Just recently though, a fellow reader on the oz_mystery_readers list recommended Laurie King as a much under-rated, under-read author. The recommended book was THE BEEKEEPER'S APPRENTICE. Here is the blurb:
Set in 1914, a young woman, Mary Russell meets a retired beekeeper. His name is Sherlock Holmes, and he sees a fellow intellect in 15-year-old Mary, so takes her as his apprentice. Together, they tackle crimes and investigations, as Sherlock becomes Mary's mentor and friend.
Now I haven't read this yet, so can't really express an opinion, but it does seem to be me to be a bit like coat-tails riding.

But look, Laurie King is not on her own! Here are a couple that I know of:

ENTOMBED by Linda Fairstein My rating 5.0
Workers demolishing a nineteenth-century brownstone where Edgar Allan Poe once lived discover a human skeleton entombed -- standing -- behind a brick wall. When sex crimes prosecutor Alexandra Cooper hears about the case, it strikes her as a classic Poe scene...except that forensic evidence shows that this young woman died within the last twenty-five years. Meanwhile, Alex's old nemesis the Silk Stocking Rapist is once again terrorizing Manhattan's Upper East Side. The attacks soon escalate to murder, and the search leads Alex and detectives Mercer Wallace and Mike Chapman to the city's stunning Bronx Botanical Gardens. There, an enigmatic librarian presides over the Raven Society, a group devoted to the work of Poe.
This was an engrossing read. There's a lot of detail about Poe (and who knows if it is correct) but certainly we have all read some Poe at some time. I can believe too the claim made in the book that Poe was the originator of the detective novel. There were parts of the novel which were very Poe-ish in their macabre-ness and suspense.

THE AMERICAN BOY by Andrew Taylor
Blurb from Fantastic Fiction
Interweaving real and fictional elements, The American Boy is a major new literary historical crime novel in the tradition of An Instance of the Fingerpost and Possession. Edgar Allan Poe is the American boy, a child standing on the edge of mysteries. In 1819 two Americans arrive in London, and soon afterwards a bank collapses. A man is found dead and horribly mutilated on a building site. A heiress flirts with her inferiors. A poor schoolmaster struggles to understand what is happening before it destroys him and those he loves. But the truth, like the youthful Poe himself, has its origins in the new world as well as the old. The American Boy is a 21st-century novel with a 19th-century voice. It is both a multi-layered literary murder mystery and a love story, its setting ranging from the coal-scented urban jungle of late Regency London to the stark winter landscapes of rural Gloucestershire.
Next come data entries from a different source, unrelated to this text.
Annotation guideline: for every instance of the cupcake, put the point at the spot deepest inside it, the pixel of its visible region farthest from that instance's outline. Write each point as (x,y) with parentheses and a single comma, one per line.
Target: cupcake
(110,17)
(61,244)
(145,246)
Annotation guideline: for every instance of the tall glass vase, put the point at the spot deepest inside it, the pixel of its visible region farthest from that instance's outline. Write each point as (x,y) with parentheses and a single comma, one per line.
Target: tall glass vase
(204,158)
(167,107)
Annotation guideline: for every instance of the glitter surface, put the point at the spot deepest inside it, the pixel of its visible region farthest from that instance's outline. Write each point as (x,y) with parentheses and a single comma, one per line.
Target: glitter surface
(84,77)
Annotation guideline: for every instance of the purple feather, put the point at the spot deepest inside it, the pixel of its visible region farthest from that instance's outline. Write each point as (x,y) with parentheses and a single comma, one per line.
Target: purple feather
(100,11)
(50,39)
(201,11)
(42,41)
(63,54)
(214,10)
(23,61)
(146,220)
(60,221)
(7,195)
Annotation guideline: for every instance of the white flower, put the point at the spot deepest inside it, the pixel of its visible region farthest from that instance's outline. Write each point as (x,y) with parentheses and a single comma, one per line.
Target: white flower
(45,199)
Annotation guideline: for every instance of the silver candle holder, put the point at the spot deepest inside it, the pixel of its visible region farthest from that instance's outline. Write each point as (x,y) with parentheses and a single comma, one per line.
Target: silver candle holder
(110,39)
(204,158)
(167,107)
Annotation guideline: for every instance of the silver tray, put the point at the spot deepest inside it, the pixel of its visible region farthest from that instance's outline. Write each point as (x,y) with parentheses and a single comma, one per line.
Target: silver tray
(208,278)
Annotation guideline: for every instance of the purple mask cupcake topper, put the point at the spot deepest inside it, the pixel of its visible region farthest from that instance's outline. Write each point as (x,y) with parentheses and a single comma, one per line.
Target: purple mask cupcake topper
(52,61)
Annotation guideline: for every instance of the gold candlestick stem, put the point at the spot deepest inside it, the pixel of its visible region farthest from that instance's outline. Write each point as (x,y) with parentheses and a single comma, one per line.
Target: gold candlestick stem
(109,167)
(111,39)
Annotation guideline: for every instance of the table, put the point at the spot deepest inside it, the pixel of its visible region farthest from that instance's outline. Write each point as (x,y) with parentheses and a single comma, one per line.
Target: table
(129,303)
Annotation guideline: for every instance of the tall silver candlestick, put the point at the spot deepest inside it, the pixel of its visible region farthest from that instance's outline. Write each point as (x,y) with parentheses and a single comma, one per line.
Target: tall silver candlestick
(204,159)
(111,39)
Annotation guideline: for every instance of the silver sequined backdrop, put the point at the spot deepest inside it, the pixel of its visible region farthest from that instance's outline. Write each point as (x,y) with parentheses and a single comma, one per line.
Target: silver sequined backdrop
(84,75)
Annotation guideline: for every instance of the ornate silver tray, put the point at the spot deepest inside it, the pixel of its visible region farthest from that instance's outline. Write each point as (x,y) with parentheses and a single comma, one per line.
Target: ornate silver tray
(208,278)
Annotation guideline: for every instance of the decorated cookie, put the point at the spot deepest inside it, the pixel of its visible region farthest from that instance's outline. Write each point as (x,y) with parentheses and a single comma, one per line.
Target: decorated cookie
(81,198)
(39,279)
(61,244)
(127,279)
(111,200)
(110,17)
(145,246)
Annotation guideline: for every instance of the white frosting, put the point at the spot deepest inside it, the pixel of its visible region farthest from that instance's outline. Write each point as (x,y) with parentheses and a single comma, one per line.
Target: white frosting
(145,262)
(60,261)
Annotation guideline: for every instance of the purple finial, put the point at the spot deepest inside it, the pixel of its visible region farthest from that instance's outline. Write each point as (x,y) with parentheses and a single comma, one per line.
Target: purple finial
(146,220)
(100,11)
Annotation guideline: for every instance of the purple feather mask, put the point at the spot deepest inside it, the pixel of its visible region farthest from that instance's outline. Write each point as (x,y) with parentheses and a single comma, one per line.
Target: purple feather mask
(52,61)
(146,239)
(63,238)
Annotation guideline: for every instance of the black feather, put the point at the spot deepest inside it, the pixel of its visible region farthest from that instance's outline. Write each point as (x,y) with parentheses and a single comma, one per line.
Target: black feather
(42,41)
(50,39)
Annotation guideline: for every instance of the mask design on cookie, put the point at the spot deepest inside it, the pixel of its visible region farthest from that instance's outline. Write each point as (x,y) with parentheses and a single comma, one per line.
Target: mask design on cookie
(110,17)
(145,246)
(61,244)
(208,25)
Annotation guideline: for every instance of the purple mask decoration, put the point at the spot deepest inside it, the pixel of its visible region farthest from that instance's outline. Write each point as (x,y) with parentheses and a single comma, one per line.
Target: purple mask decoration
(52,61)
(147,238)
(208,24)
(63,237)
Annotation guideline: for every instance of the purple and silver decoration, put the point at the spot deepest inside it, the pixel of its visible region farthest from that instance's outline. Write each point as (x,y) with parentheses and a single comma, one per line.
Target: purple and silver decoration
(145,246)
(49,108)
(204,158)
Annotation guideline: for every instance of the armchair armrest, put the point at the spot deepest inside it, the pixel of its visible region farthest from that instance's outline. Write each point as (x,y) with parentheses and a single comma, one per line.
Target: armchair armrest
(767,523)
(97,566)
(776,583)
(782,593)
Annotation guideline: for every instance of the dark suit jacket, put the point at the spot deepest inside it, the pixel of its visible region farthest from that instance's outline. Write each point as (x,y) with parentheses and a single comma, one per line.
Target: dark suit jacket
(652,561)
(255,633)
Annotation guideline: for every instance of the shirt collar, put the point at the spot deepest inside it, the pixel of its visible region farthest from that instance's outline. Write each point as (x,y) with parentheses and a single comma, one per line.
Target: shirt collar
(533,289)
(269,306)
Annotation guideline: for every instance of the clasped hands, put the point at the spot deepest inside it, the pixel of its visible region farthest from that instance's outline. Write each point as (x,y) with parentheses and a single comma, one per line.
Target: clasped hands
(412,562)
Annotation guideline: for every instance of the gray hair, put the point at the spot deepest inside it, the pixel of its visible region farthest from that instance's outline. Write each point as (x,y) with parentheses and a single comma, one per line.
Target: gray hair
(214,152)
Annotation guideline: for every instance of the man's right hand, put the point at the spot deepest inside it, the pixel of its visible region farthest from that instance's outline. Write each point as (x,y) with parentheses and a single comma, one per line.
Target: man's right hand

And at its centre is the boy who does not really belong anywhere, an actor who never learns the significance of his part.

And there are many more. What do you know of? How do you feel about novels that are sequels to, or use the characters of, novels of already famous authors, or include fictitious renditions of famous people long dead? Am I being too picky? Does this practice muddy our knowledge of history - my guess is that is where I am coming from. Not a moral question at all, but rather how we will recognise the original ideas from the stuff that comes afterwards in the tributes and emulations. It is probably the same question as- if we take a historical setting and create a historical fiction, how we distinguish the real facts from the fiction. Or doesn't it matter?